High Computational Cost: Multi-round tree-structured debates require intensive LLM inference calls, making the cost substantial when scaling to large-scale literature comparisons.
Limited to Pairwise Comparison: The current framework is restricted to binary debates and has not been extended to group comparisons of multiple papers.
Limited Dataset Size: The evaluation relies on 100 paper pairs and 5 evaluators; the small scale means cross-domain generalizability still requires larger-scale validation.

Single Stage / Two Stage Baselines: Directly using LLMs to generate comparative summaries tends to produce extractive summaries lacking contextual explanations; ToD leads in contextualization by about 20–25 percentage points.
Multi-Agent Debate (Liang et al., 2024): Employs debates between opposing parties with a judge to mitigate confirmation bias and improve reasoning quality, where debate serves as a means rather than the end product.
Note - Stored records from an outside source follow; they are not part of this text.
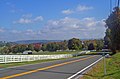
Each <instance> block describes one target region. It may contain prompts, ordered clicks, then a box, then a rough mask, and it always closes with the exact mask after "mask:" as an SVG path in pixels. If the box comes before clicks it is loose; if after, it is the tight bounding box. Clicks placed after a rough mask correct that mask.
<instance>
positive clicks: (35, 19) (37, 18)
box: [34, 16, 43, 21]
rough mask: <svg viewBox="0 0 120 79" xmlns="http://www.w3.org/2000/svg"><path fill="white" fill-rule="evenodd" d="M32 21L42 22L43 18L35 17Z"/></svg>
mask: <svg viewBox="0 0 120 79" xmlns="http://www.w3.org/2000/svg"><path fill="white" fill-rule="evenodd" d="M34 21H43V17H42V16H37V17H36V18H35V19H34Z"/></svg>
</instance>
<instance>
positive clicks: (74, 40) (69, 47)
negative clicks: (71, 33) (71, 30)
mask: <svg viewBox="0 0 120 79" xmlns="http://www.w3.org/2000/svg"><path fill="white" fill-rule="evenodd" d="M68 48H69V49H70V50H81V49H82V42H81V41H80V39H77V38H72V39H70V40H69V41H68Z"/></svg>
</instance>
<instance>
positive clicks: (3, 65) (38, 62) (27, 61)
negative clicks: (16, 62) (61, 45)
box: [0, 51, 80, 68]
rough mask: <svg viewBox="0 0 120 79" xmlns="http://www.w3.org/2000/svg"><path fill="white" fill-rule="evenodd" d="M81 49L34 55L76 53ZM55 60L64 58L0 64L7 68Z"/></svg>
mask: <svg viewBox="0 0 120 79" xmlns="http://www.w3.org/2000/svg"><path fill="white" fill-rule="evenodd" d="M78 52H80V51H71V52H70V51H68V52H63V51H61V52H37V53H34V54H33V55H53V54H76V53H78ZM54 60H62V59H49V60H38V61H27V62H17V63H6V64H0V68H6V67H13V66H21V65H28V64H36V63H41V62H49V61H54Z"/></svg>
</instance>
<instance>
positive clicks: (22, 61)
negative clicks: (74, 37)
mask: <svg viewBox="0 0 120 79" xmlns="http://www.w3.org/2000/svg"><path fill="white" fill-rule="evenodd" d="M69 57H72V55H71V54H63V55H62V54H61V55H0V63H10V62H23V61H35V60H44V59H60V58H69Z"/></svg>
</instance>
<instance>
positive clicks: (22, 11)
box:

ToD outputs the debate itself, with a tree structure facilitating a more granular decomposition of contributions.
Author Persona (Portenoy et al., 2022): Creates personas for author recommendation based on named entity matching. ToD creates paper personas that actively debate and defend each paper's contributions.
ContributionSum (Liu et al., 2023) / DIR (Wang et al., 2024a): The former generates disentangled contribution summaries but requires fine-tuning, while the latter requires structured fine-tuning based on gold standards. ToD operates entirely at inference time without training, making it domain-agnostic.
Graph-Based Methods (Chen et al., 2022; Stroehle et al., 2023): Categorize sentences as claims, similarities, or differences and assign scores to generate extractive summaries. ToD generates abstractive, contextualized summaries.

Rating¶

Novelty: ⭐⭐⭐⭐ — The tree-structured debate framework design is novel, and the combination of self-deliberation, preemptive rebuttal, and iterative retrieval is highly creative.
Experimental Thoroughness: ⭐⭐⭐⭐ — Domain expert evaluations, multi-dimensional metrics, ablation studies, and case analyses are comprehensive, though the dataset scale is relatively small.
Writing Quality: ⭐⭐⭐⭐ — Clear structure, effective diagrams and case presentations, and detailed description of the methodology.
Value: ⭐⭐⭐⭐ — Provides a practical tool for comparative analysis of scientific literature, and the core concept of the framework can be extended to other complex reasoning tasks.